Is In-Context Learning Learning?

TL;DR

This work investigates whether in-context learning (ICL) in autoregressive LLMs truly learns from exemplars or merely exploits prompt-based cues. By conducting a large-scale, controlled empirical study across four LLMs and nine tasks, with extensive prompting ablations and distributional-shift analyses, the authors show that ICL behaves as a learning mechanism in the limit, yet exhibits notable brittleness to out-of-distribution inputs and sensitivity to prompting style. They demonstrate that peak performance emerges with substantial exemplar counts (50–100) and that, over time, language, exemplar ordering, and label distributions matter less, while data features dominate; however, cross-task generalisation remains limited due to overreliance on observed distributions. The findings argue for cautious interpretation of LLM capabilities, highlight the need for robust, distribution-aware evaluation, and suggest future work on prompts and reasoning architectures that more closely emulate robust memory-and-reasoning structures. Overall, ICL is a bona fide learning paradigm but with constrained generalisability and explicit dependence on prompt design and data distribution.

Abstract

In-context learning (ICL) allows some autoregressive models to solve tasks via next-token prediction and without needing further training. This has led to claims about these model's ability to solve (learn) unseen tasks with only a few shots (exemplars) in the prompt. However, deduction does not always imply learning, as ICL does not explicitly encode a given observation. Instead, the models rely on their prior knowledge and the exemplars given, if any. We argue that, mathematically, ICL does constitute learning, but its full characterisation requires empirical work. We then carry out a large-scale analysis of ICL ablating out or accounting for memorisation, pretraining, distributional shifts, and prompting style and phrasing.

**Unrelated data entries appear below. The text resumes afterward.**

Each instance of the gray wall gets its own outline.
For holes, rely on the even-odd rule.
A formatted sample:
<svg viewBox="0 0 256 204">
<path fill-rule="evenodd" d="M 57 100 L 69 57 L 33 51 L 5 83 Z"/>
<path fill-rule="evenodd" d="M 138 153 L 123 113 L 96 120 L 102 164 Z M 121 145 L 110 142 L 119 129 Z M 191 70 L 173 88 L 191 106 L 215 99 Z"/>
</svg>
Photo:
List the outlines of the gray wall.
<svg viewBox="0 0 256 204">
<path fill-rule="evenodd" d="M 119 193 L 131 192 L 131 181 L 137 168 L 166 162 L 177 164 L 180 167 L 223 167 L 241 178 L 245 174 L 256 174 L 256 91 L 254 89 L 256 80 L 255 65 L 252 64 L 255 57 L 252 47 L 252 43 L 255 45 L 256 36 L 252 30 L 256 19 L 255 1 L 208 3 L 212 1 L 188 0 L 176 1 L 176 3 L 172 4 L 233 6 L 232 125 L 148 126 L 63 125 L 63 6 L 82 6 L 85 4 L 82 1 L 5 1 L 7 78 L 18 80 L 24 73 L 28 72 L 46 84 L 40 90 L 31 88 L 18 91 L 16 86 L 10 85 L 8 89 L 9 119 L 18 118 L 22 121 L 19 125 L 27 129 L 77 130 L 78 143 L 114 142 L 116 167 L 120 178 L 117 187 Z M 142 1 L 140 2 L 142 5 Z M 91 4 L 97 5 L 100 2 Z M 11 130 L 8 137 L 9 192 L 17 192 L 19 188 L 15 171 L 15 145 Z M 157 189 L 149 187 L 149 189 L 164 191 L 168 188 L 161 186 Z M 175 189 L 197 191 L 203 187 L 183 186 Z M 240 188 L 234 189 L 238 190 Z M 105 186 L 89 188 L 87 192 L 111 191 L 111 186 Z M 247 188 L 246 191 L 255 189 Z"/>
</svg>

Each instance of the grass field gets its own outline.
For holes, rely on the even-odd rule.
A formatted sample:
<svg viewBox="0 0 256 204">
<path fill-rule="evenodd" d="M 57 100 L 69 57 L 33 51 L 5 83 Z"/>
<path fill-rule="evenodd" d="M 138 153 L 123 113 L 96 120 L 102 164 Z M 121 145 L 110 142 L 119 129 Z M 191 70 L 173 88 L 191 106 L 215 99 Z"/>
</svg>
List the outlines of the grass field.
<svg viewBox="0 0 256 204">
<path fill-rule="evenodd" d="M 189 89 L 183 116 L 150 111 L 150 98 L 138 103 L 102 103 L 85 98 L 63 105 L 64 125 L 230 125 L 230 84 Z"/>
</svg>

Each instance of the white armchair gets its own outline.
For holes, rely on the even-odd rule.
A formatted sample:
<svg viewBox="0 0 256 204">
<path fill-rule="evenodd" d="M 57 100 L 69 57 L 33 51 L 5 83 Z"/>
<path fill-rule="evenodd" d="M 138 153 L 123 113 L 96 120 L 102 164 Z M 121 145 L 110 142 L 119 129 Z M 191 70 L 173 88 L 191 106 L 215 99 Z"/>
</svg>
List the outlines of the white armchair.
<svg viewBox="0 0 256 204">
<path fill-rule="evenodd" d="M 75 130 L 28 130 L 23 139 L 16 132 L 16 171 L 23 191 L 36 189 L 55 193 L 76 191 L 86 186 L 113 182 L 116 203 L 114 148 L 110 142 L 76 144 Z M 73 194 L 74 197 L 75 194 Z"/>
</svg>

We find that ICL is an effective learning paradigm, but limited in its ability to learn and generalise to unseen tasks. We note that, in the limit where exemplars become more numerous, accuracy is insensitive to exemplar distribution, model, prompt style, and the input's linguistic features. Instead, it deduces patterns from regularities in the prompt, which leads to distributional sensitivity, especially in prompting styles such as chain-of-thought. Given the varied accuracies on formally similar tasks, we conclude that autoregression's ad-hoc encoding is not a robust mechanism, and suggests limited all-purpose generalisability.

Figures (7)

• Figure 1: Data generator for PARITY. Each state has transition probabilities $\delta$, and an emission probability. There is a symmetric automaton with emissions at 0.
• Figure 2: Average accuracy results for (rows, top to bottom) all-task, PARITY, and Reversal in (left to right) modus ponens, description, and CoT; plotted over shots (thick vertical lines) and per-shot $\delta$ between them. PARITY showed good performance even though it considered difficult for LLMs hahn-rofin-2024-sensitive. Reversal had low average accuracy and was brittle to OOD, with sharp decreases per-shot w.r.t. $\delta$, even as shots increased.
• Figure 3: Averaged over all tasks and models, all prompts have a positive slope (5.2$\pm$1.6) over shots, and a narrowing gap in their $\sigma$ (-2.6$\pm$0.5).
• Figure 4: Complete set of performances per problem, including averages at the top. Observe how the averages do not necessarily correspond to the performance per-model per-prompt per-task. Consistent behaviours are that CoT is not robust to OOD, and that tasks on average present the same approximate behaviour regardless of prompt.
• Figure 5: Average over all LLMs and tasks for baseline (left) and word-salad (right) prompts. Description-based prompts rarely performed poorly at zero-shot for all LLMs but Mixtral, while word-salad versions required five shots (Mixtral), ten (GPT-4o), or more. They eventually reached equivalence with their baselines (Table \ref{['tab:wscomparison']}). In high-accuracy tasks (Hamiltonian, Maze (Complete) and PARITY) the prompts matched DE and modus ponens at between 10 and 100 exemplars. CoT versus SoT had different behaviours: CoT had an (average) modestly increasing trend not reproduced in SoT. This was an average: tasks such as Reversal had the same brittleness to OOD than their CoT counterparts; and tasks such as PARITY even showed non-zero performance.